Where is the follow up article in which the police declare that upon medical examination, it was found that the girl had not EVER had sexual intercourse? Where is the account of her parents threatening and assassinating the characters of those young men and making them pay for their mother's terrible nature? Investigative journalism? Anyone?
We need to see the story through and get all angles of it?
Toni Mack Daddy Mr. Nicholas the anointed one. I see Cesar sent you on a road trip to the Tivoli in the South. You think he would have put on his Bush Jacket and instead of going South East to Labourie cover this one. Oh hell no he ain't going over there. Folks in Shanty Town are people too; poor folks are the majority not the minority. The zinc fence define a "Shanty Town" and on my yearly tour of the entire island July 30th thru August 16 I saw many zinc fences in every parish wish by the way is part of Caribbean Life so deal with it. I hope this young lady will get the justice she truly deserves.
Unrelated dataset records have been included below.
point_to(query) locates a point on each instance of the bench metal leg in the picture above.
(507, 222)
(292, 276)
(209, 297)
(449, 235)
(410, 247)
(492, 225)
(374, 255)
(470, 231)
I hope her economic status, address or last name will not hinder the course of justice. Unfortunately we already see signs of this. I sincerely hope if all fails Jungle Justice will prevail.
Rape is UNACCEPTABLE! Doesn't matter what the girl did. It is a violent attack that includes the most physical violation possible. Rape CAN be ended. It is just a matter of what the country tolerates. Think outside the box.